I'm back in town, oh yeahs.
So I've decided to come back again! The other place just didn't work out. I believe that it happens a lot - bloggers get the wonderlust, then realise, Dorothy-Style, that there is no place like home!
So let me tell you about my new fella.
Or not so new fella as the case may be. He's been around for a while now, but I haven't. So he's new to me, not so new to you I guess
(My apologies to Sambo who has already heard all this!)
His name shalt be Ellvis, with two L's here so as to confuse that blinking search engine which might reveal us to suspicious boyfriend types looking for their girlfriends blogs and insider information on what makes her tick etc.
That is his nickname in real life, and the reason that I avoided meeting him for so long.

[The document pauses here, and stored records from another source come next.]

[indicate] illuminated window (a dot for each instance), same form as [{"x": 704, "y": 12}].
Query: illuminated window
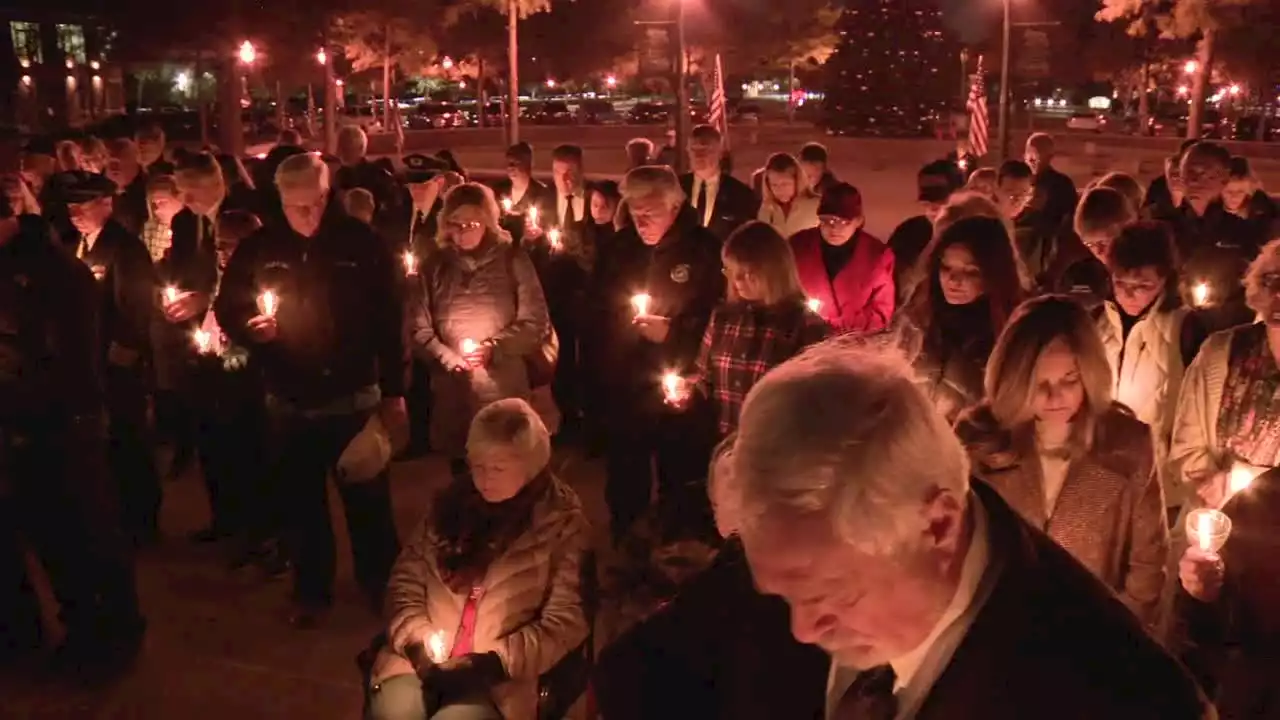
[
  {"x": 26, "y": 42},
  {"x": 71, "y": 40}
]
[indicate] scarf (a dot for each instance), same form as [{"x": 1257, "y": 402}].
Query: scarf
[{"x": 471, "y": 532}]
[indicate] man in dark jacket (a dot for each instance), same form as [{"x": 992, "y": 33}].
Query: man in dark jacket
[
  {"x": 315, "y": 299},
  {"x": 127, "y": 291},
  {"x": 721, "y": 203},
  {"x": 933, "y": 598},
  {"x": 662, "y": 282},
  {"x": 55, "y": 490}
]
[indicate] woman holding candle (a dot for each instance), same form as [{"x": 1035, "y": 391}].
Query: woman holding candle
[
  {"x": 496, "y": 568},
  {"x": 763, "y": 323},
  {"x": 1072, "y": 461},
  {"x": 972, "y": 283},
  {"x": 476, "y": 287},
  {"x": 787, "y": 204},
  {"x": 1229, "y": 602}
]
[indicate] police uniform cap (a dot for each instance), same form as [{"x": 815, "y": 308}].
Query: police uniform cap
[
  {"x": 421, "y": 168},
  {"x": 82, "y": 186}
]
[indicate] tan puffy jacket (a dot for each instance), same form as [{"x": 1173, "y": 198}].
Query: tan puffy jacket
[{"x": 530, "y": 614}]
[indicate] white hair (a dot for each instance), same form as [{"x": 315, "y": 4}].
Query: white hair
[
  {"x": 512, "y": 424},
  {"x": 305, "y": 171},
  {"x": 842, "y": 433},
  {"x": 648, "y": 181}
]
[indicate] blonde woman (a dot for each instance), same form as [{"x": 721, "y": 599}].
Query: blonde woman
[
  {"x": 1065, "y": 456},
  {"x": 487, "y": 596},
  {"x": 481, "y": 313},
  {"x": 763, "y": 323},
  {"x": 787, "y": 204}
]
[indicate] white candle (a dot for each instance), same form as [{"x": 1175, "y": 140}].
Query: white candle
[
  {"x": 268, "y": 304},
  {"x": 435, "y": 646},
  {"x": 1200, "y": 294},
  {"x": 641, "y": 302},
  {"x": 202, "y": 341}
]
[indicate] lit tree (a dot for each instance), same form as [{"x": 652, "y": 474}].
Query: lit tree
[{"x": 1202, "y": 19}]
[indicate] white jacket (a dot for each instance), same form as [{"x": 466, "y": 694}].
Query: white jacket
[{"x": 1147, "y": 374}]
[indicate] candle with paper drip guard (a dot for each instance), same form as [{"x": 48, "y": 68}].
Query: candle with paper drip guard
[
  {"x": 435, "y": 647},
  {"x": 268, "y": 304},
  {"x": 1201, "y": 294},
  {"x": 1207, "y": 529},
  {"x": 204, "y": 341},
  {"x": 640, "y": 302}
]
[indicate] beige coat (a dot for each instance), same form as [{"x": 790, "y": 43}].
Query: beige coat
[
  {"x": 530, "y": 615},
  {"x": 1110, "y": 514},
  {"x": 1148, "y": 377},
  {"x": 493, "y": 296}
]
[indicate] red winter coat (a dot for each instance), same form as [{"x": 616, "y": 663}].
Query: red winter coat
[{"x": 860, "y": 299}]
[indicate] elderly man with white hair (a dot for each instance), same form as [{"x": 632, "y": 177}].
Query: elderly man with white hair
[
  {"x": 314, "y": 296},
  {"x": 931, "y": 596},
  {"x": 661, "y": 285}
]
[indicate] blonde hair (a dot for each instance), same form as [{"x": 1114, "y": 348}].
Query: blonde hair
[
  {"x": 844, "y": 434},
  {"x": 1010, "y": 382},
  {"x": 511, "y": 424},
  {"x": 470, "y": 195},
  {"x": 762, "y": 250},
  {"x": 1256, "y": 296},
  {"x": 302, "y": 171}
]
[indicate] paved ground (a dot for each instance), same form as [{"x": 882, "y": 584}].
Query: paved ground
[{"x": 218, "y": 646}]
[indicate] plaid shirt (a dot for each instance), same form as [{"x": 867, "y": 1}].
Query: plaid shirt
[{"x": 741, "y": 343}]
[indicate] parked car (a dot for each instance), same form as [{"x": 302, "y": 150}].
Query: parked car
[
  {"x": 435, "y": 115},
  {"x": 599, "y": 113},
  {"x": 1086, "y": 122}
]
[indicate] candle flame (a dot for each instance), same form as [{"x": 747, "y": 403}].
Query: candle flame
[
  {"x": 1200, "y": 294},
  {"x": 641, "y": 302},
  {"x": 435, "y": 647}
]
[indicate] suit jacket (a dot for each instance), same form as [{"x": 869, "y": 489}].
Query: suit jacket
[
  {"x": 1110, "y": 514},
  {"x": 735, "y": 204},
  {"x": 1050, "y": 642}
]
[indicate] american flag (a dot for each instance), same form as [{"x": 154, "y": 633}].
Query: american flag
[
  {"x": 979, "y": 122},
  {"x": 716, "y": 115}
]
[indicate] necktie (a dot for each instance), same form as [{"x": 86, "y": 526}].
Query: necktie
[{"x": 871, "y": 697}]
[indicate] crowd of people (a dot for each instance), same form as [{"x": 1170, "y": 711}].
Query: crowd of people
[{"x": 952, "y": 473}]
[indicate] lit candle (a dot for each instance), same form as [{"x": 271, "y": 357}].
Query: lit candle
[
  {"x": 641, "y": 304},
  {"x": 435, "y": 646},
  {"x": 672, "y": 387},
  {"x": 268, "y": 304},
  {"x": 202, "y": 341},
  {"x": 1200, "y": 294}
]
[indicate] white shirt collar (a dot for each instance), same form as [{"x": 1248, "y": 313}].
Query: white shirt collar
[{"x": 906, "y": 666}]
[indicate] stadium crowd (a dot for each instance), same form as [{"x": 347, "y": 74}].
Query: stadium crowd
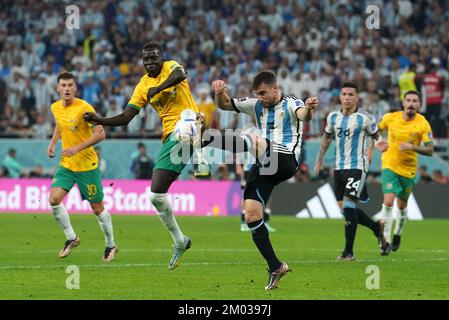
[{"x": 312, "y": 45}]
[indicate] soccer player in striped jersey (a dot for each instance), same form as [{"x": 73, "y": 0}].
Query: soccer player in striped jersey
[
  {"x": 79, "y": 164},
  {"x": 407, "y": 130},
  {"x": 248, "y": 162},
  {"x": 351, "y": 128},
  {"x": 276, "y": 150},
  {"x": 165, "y": 87}
]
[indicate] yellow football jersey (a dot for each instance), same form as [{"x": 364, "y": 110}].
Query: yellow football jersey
[
  {"x": 74, "y": 130},
  {"x": 417, "y": 131},
  {"x": 169, "y": 103}
]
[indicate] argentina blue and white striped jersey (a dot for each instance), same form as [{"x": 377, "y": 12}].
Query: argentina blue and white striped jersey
[
  {"x": 350, "y": 138},
  {"x": 278, "y": 123}
]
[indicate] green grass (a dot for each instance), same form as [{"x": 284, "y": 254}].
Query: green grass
[{"x": 223, "y": 262}]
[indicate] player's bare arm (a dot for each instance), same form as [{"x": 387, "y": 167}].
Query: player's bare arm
[
  {"x": 98, "y": 135},
  {"x": 426, "y": 150},
  {"x": 324, "y": 145},
  {"x": 119, "y": 120},
  {"x": 222, "y": 100},
  {"x": 53, "y": 141},
  {"x": 177, "y": 76},
  {"x": 305, "y": 114}
]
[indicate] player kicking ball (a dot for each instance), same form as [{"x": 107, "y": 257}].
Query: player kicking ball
[
  {"x": 79, "y": 164},
  {"x": 165, "y": 87},
  {"x": 277, "y": 150}
]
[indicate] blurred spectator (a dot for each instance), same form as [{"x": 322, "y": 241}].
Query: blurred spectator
[
  {"x": 313, "y": 47},
  {"x": 10, "y": 163},
  {"x": 376, "y": 106},
  {"x": 142, "y": 165},
  {"x": 433, "y": 85}
]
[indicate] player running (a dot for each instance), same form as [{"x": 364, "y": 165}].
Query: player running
[
  {"x": 277, "y": 150},
  {"x": 164, "y": 87},
  {"x": 79, "y": 164},
  {"x": 407, "y": 130},
  {"x": 351, "y": 128}
]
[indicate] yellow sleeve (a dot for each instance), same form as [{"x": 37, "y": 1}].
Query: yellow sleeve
[
  {"x": 172, "y": 65},
  {"x": 427, "y": 136},
  {"x": 383, "y": 123},
  {"x": 89, "y": 108},
  {"x": 139, "y": 97}
]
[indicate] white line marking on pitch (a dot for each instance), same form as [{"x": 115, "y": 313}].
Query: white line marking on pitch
[
  {"x": 28, "y": 251},
  {"x": 133, "y": 265}
]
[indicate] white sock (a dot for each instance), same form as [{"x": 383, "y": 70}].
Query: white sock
[
  {"x": 401, "y": 217},
  {"x": 105, "y": 221},
  {"x": 62, "y": 217},
  {"x": 387, "y": 216},
  {"x": 164, "y": 211}
]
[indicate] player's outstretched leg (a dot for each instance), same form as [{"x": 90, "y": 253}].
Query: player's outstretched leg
[
  {"x": 243, "y": 225},
  {"x": 62, "y": 218},
  {"x": 401, "y": 218},
  {"x": 260, "y": 235},
  {"x": 266, "y": 219},
  {"x": 378, "y": 229},
  {"x": 181, "y": 243},
  {"x": 350, "y": 214},
  {"x": 105, "y": 222}
]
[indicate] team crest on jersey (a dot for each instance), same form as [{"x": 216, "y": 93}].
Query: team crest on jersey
[
  {"x": 73, "y": 125},
  {"x": 282, "y": 114}
]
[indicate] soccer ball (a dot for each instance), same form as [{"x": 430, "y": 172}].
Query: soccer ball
[{"x": 186, "y": 130}]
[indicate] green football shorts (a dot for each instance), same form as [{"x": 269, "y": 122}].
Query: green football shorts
[
  {"x": 89, "y": 183},
  {"x": 173, "y": 156},
  {"x": 397, "y": 184}
]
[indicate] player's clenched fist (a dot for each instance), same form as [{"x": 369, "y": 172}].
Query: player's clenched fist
[
  {"x": 90, "y": 117},
  {"x": 218, "y": 86},
  {"x": 312, "y": 103}
]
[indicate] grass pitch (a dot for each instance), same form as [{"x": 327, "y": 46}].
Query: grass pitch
[{"x": 223, "y": 262}]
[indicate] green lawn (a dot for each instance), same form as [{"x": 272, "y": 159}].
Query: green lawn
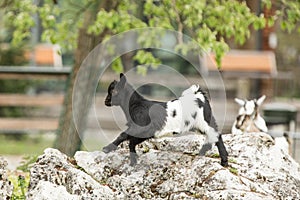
[{"x": 24, "y": 144}]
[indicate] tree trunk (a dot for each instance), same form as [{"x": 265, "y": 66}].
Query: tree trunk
[{"x": 68, "y": 139}]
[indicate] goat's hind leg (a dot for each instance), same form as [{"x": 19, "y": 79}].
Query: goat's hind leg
[
  {"x": 113, "y": 146},
  {"x": 133, "y": 141},
  {"x": 222, "y": 151}
]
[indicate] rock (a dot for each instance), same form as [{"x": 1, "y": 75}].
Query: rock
[
  {"x": 168, "y": 168},
  {"x": 45, "y": 190},
  {"x": 6, "y": 187},
  {"x": 57, "y": 169}
]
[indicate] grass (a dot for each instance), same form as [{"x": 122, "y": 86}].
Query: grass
[{"x": 24, "y": 144}]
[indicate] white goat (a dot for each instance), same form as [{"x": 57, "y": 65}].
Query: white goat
[{"x": 249, "y": 119}]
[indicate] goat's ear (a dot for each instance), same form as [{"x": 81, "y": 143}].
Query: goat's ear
[
  {"x": 122, "y": 80},
  {"x": 240, "y": 101},
  {"x": 260, "y": 100}
]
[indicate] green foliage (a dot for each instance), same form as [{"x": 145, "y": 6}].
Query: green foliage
[
  {"x": 20, "y": 183},
  {"x": 27, "y": 162},
  {"x": 209, "y": 23}
]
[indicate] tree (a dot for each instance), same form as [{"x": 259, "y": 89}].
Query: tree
[{"x": 89, "y": 22}]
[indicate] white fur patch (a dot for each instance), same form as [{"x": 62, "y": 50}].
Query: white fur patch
[{"x": 184, "y": 114}]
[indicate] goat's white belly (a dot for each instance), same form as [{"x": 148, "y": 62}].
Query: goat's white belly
[{"x": 172, "y": 125}]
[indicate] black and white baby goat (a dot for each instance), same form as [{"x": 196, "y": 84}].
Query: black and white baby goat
[{"x": 149, "y": 119}]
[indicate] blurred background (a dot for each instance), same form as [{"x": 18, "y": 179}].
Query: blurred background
[{"x": 35, "y": 77}]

My dear girlfriend and her husband kept trying to set us up, but I was imagining this greasy, chubby, slimy old guy with big badly dyed hair and half a hamburger hanging from his mouth.
So eventually they lured / nagged me into attending an evening hotplate centred al fresco dining experience. When I arrived I walked in and viewed a very attractive, quite well built young man in the kitchen. "Holy crappoli!" I expressed with all of the eloquence at my command; "Who is that gorgeous creature?"
"Thats Ellvis!"
Mmm.
So we've been on and then we were off for a period, but we're back on again now. During the time we were off, we were really on, if I'm going to be completely honest with you.
I mean, I did tell people that we were just friends... but we were friends with benefits that can make a girls head spin and twirl and make other parts of that same girl sing better than any of the current crop of Australian Idols... oh yeah.
Uhm, where were we?
Little distracted... lol
Right, Ellvis. So we're on like donkey kong now. And its beautiful. Its effortless. It was hard to get used to, but I'm really enjoying his kindness and how well he treats me.
Life is pretty good.
Mr. D. is still a dick. Thats a given though. He actually SENT BACK the gifts that Nicky purchased for him for Fathers Day. What kind of person does that??? She was crushed.
SHE is not allowed near me, thanks to the beautiful legal system in this fine country of ours. Thank god for laws against being an utter dangerous nutjob.
They've bred again - another mouth to feed, another bogan name. Ho Hum. This one has a penis, so maybe that'll be an end to it. Maybe not. I don't think she knows what causes it - Whoops! I'm preggers again! She's like a way less classy version of Britney Spears.
God its good to be back. I wouldn't have EVER written that at the other place!!